Das Management dagegen nähert sich dieser Herausforderung zurückhaltend. „Das ist nicht genug“, mahnt Horst Reichardt, CEO der Freudenberg IT. Denn bei Industrie 4.0 gehe es eben nicht nur um die Digitalisierung der Produktionstechnik, sondern um eine grundlegende Transformation der industriellen Wertschöpfung. „Wir brauchen dringend neue Managementansätze, Geschäftsmodelle und Regeln für ein verändertes Zusammenspiel zwischen Herstellern, Zulieferern und Kunden.“
Diese Diskrepanz – das Management zögert während die Produktion voranprescht – ist insofern interessant, als es in den vergangenen Monaten auch durchaus Studien gab, die das Gegenteil behaupteten.
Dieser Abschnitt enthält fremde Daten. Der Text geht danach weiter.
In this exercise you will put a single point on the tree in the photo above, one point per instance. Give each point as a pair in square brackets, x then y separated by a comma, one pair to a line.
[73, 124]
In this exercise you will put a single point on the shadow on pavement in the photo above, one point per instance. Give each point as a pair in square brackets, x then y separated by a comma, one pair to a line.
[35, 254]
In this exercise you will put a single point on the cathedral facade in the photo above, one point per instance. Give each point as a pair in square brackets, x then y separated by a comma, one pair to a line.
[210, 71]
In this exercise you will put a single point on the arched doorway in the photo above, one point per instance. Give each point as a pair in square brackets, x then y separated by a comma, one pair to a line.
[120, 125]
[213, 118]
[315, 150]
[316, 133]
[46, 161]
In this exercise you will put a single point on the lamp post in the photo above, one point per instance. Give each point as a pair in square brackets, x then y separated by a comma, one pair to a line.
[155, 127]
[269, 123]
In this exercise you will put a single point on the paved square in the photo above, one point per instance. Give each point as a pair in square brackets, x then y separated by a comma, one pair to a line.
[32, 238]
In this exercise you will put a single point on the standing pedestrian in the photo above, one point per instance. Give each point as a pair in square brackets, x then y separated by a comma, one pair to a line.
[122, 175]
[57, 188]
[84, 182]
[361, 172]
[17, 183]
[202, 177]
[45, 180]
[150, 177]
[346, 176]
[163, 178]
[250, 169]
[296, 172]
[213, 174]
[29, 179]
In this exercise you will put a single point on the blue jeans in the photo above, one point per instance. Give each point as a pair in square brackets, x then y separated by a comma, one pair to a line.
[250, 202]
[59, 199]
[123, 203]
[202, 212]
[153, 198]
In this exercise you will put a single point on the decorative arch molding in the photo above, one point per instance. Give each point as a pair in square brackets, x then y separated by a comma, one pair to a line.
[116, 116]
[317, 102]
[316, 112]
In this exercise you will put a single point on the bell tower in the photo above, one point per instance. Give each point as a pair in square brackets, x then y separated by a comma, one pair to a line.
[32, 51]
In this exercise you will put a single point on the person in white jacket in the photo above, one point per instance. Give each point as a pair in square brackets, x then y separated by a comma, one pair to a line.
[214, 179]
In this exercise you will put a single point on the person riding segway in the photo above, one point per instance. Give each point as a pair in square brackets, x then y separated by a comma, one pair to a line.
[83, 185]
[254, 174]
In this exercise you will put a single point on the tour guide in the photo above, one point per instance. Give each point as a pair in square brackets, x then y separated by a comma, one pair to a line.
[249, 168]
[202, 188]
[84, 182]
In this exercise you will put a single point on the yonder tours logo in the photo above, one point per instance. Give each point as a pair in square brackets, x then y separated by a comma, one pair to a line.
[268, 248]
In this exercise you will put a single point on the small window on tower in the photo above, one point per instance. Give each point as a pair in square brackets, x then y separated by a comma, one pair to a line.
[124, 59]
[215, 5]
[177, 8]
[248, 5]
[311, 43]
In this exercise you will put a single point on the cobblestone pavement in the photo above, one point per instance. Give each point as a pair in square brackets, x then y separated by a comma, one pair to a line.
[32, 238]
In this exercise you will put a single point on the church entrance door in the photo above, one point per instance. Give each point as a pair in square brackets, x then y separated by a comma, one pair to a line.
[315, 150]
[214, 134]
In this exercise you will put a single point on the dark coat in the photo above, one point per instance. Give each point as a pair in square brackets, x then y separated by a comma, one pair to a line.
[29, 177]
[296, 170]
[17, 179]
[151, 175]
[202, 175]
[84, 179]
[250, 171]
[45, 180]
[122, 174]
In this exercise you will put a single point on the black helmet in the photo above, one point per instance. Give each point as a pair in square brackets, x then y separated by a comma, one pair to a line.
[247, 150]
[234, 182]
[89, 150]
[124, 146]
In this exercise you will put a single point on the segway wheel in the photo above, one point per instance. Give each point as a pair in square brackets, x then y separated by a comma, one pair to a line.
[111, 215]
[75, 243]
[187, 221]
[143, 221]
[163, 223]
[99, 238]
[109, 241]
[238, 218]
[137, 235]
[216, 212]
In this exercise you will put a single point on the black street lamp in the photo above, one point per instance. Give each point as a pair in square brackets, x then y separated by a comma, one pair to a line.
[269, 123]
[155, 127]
Unabhängig davon zeigt eine weitere Studie von Teradata, wie wichtig es für ein umfassendes Herangehen ist, dass die Industrie 4.0 Chefsache wird.
Laut der von Teradata mitfinanzierten Studie Big Data Use Cases des Beratungshauses BARC haben erst 13 Prozent der Industrieunternehmen Big Data-Analysen bereits in ihre Unternehmensprozesse integriert. Dagegen sind andere Branchen schon deutlich weiter: Im Handel beispielsweise sind Big Data in 28 Prozent der Unternehmen Bestandteil der Geschäftsprozesse, im Finanzsektor immerhin bei einem Fünftel.
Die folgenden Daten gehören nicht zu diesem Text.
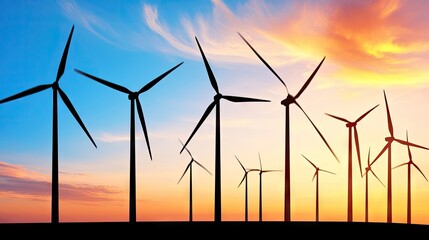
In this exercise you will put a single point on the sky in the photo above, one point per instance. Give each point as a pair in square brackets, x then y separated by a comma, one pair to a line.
[370, 47]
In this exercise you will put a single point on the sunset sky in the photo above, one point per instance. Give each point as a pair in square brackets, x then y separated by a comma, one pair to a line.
[370, 46]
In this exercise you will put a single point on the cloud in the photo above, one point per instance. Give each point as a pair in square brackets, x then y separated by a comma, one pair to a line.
[381, 42]
[370, 42]
[112, 138]
[19, 181]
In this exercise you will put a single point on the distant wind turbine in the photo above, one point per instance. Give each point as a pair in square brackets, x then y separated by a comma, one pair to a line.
[246, 171]
[134, 99]
[389, 140]
[316, 175]
[409, 163]
[189, 167]
[287, 102]
[261, 171]
[55, 90]
[352, 130]
[216, 103]
[367, 170]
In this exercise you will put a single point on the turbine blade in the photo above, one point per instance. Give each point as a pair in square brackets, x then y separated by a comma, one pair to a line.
[320, 134]
[357, 149]
[266, 64]
[243, 99]
[373, 173]
[419, 170]
[199, 164]
[26, 92]
[240, 163]
[156, 80]
[381, 152]
[203, 118]
[186, 169]
[339, 118]
[62, 65]
[364, 115]
[104, 82]
[73, 111]
[410, 144]
[389, 119]
[209, 70]
[143, 123]
[186, 149]
[309, 161]
[309, 79]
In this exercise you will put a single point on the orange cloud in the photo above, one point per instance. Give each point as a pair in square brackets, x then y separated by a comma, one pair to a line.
[372, 42]
[19, 181]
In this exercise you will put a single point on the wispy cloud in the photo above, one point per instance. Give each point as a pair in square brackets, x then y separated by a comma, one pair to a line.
[19, 181]
[366, 42]
[371, 42]
[112, 138]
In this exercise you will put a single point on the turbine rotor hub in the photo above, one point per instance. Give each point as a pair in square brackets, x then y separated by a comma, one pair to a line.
[353, 124]
[288, 100]
[389, 139]
[217, 97]
[133, 96]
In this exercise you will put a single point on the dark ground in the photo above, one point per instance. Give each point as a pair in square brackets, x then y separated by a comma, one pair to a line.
[210, 230]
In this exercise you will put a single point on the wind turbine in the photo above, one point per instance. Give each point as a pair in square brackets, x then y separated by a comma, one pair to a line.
[389, 140]
[261, 171]
[216, 103]
[189, 167]
[246, 171]
[55, 91]
[134, 100]
[367, 170]
[409, 163]
[287, 102]
[316, 175]
[352, 130]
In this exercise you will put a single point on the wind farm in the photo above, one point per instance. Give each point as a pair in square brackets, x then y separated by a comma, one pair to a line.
[348, 60]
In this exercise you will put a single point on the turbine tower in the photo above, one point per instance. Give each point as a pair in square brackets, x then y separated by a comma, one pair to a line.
[289, 100]
[134, 100]
[216, 103]
[352, 130]
[55, 91]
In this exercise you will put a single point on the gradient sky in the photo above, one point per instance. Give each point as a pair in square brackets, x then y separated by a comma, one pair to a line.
[370, 46]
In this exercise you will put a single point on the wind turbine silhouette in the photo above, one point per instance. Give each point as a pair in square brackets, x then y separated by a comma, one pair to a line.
[134, 100]
[246, 171]
[352, 130]
[409, 163]
[389, 140]
[216, 103]
[287, 102]
[367, 170]
[55, 91]
[189, 167]
[261, 171]
[316, 175]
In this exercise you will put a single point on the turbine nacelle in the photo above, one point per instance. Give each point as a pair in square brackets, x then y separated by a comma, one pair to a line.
[351, 124]
[288, 100]
[218, 97]
[133, 95]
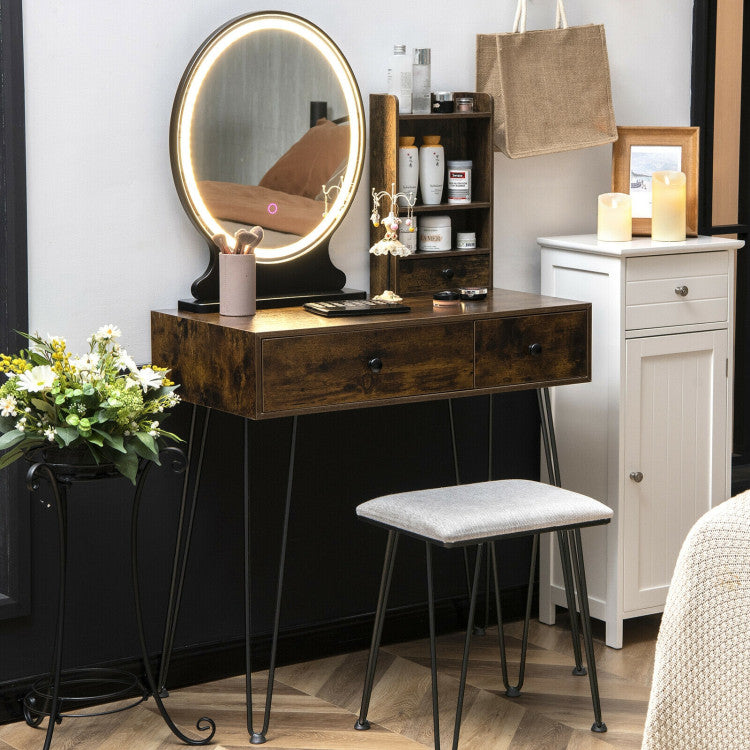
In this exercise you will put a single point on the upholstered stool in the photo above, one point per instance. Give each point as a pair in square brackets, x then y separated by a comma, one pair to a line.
[480, 514]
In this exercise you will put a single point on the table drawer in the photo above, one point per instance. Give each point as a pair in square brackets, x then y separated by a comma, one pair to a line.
[421, 273]
[534, 349]
[338, 369]
[676, 290]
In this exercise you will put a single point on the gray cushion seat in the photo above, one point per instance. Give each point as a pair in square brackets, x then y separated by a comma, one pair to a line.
[475, 512]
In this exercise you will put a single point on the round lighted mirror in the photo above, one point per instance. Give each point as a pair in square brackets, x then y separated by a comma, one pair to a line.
[268, 129]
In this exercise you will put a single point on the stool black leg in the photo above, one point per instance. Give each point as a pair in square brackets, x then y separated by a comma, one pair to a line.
[583, 601]
[513, 691]
[377, 631]
[433, 647]
[467, 645]
[553, 471]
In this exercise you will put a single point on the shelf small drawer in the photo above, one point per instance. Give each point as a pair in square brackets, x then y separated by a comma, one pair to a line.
[539, 350]
[675, 290]
[341, 369]
[420, 273]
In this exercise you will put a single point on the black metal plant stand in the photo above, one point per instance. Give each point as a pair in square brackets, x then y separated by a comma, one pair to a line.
[61, 695]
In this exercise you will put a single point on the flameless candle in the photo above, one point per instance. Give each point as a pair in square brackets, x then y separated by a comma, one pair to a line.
[615, 219]
[668, 201]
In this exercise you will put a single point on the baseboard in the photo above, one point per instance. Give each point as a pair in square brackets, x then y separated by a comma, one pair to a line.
[200, 663]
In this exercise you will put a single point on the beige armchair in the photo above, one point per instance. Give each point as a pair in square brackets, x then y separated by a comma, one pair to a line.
[700, 696]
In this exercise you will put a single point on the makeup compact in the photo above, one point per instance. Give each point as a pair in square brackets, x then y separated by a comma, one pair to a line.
[472, 293]
[446, 299]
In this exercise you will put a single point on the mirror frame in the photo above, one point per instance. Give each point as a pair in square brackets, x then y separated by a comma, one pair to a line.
[179, 140]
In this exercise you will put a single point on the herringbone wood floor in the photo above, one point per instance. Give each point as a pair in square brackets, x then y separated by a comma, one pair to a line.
[316, 702]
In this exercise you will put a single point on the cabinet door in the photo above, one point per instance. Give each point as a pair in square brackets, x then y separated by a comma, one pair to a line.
[675, 436]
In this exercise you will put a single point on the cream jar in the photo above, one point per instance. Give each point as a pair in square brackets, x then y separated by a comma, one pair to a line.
[434, 234]
[466, 240]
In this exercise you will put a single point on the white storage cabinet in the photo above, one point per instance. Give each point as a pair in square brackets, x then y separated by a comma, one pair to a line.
[650, 435]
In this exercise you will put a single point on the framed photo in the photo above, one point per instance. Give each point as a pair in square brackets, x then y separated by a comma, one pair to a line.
[638, 152]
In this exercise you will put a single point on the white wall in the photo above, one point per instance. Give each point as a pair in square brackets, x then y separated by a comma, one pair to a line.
[108, 240]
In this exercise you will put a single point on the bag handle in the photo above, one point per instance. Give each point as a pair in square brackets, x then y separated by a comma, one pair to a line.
[519, 23]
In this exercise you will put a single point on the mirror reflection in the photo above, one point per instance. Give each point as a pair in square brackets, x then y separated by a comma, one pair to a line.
[269, 132]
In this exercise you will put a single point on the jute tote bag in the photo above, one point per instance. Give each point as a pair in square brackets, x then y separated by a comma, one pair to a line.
[551, 87]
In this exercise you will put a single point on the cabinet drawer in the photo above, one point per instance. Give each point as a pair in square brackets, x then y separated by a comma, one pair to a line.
[534, 349]
[421, 273]
[337, 369]
[676, 290]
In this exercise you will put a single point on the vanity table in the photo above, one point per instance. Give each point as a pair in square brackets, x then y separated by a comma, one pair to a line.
[287, 362]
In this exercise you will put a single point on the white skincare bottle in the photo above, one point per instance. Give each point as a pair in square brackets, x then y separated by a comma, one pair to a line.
[431, 170]
[420, 94]
[408, 169]
[399, 78]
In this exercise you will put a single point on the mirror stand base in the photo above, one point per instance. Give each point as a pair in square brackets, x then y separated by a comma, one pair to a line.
[278, 300]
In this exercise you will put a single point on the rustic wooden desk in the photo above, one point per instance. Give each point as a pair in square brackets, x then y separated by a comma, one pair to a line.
[288, 362]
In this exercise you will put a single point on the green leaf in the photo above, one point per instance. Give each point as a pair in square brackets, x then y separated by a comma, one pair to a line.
[114, 441]
[12, 438]
[68, 434]
[127, 465]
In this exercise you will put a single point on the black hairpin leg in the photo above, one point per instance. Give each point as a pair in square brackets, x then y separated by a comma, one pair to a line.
[258, 738]
[588, 642]
[553, 471]
[513, 691]
[204, 724]
[467, 646]
[182, 547]
[377, 630]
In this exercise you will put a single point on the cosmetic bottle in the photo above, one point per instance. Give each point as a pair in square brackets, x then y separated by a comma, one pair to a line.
[420, 81]
[399, 78]
[408, 169]
[431, 170]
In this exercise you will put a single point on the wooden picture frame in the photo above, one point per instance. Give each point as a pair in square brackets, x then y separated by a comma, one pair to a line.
[640, 149]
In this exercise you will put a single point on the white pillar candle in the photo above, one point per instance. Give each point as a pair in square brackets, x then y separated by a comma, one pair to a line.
[668, 201]
[615, 218]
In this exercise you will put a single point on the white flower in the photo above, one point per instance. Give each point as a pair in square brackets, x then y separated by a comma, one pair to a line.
[8, 406]
[147, 378]
[107, 333]
[36, 379]
[126, 362]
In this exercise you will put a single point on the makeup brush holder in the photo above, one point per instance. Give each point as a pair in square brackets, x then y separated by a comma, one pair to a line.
[237, 284]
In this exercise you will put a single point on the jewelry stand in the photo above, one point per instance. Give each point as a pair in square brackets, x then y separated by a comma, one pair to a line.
[50, 695]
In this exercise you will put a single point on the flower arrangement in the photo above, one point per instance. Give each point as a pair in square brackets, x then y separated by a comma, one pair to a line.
[101, 401]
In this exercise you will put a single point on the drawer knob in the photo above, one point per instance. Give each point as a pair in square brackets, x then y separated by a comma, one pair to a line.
[375, 364]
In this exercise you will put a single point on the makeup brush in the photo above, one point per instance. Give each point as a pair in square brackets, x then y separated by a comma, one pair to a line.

Der Chef macht dabei offensichtlich den Unterschied: In Unternehmen, in denen Big Data schon Teil der Prozesse ist, nennen 61 Prozent das Management als Vordenker und Treiber dieser Initiativen. Hingegen starten Fachbereiche Big Data-Projekte deutlich seltener. „Soll Big Data im Unternehmen genutzt werden, müssen also die Führungskräfte tätig werden, um Abteilungen und Fachbereiche zu aktivieren“, so die Experten.
Die Studie erstellte BARC auf Basis einer Online-Umfrage, an der 559 Personen aus unterschiedlichen Branchen teilnahmen. Die meisten Teilnehmer kamen mit 37 Prozent aus der DACH-Region.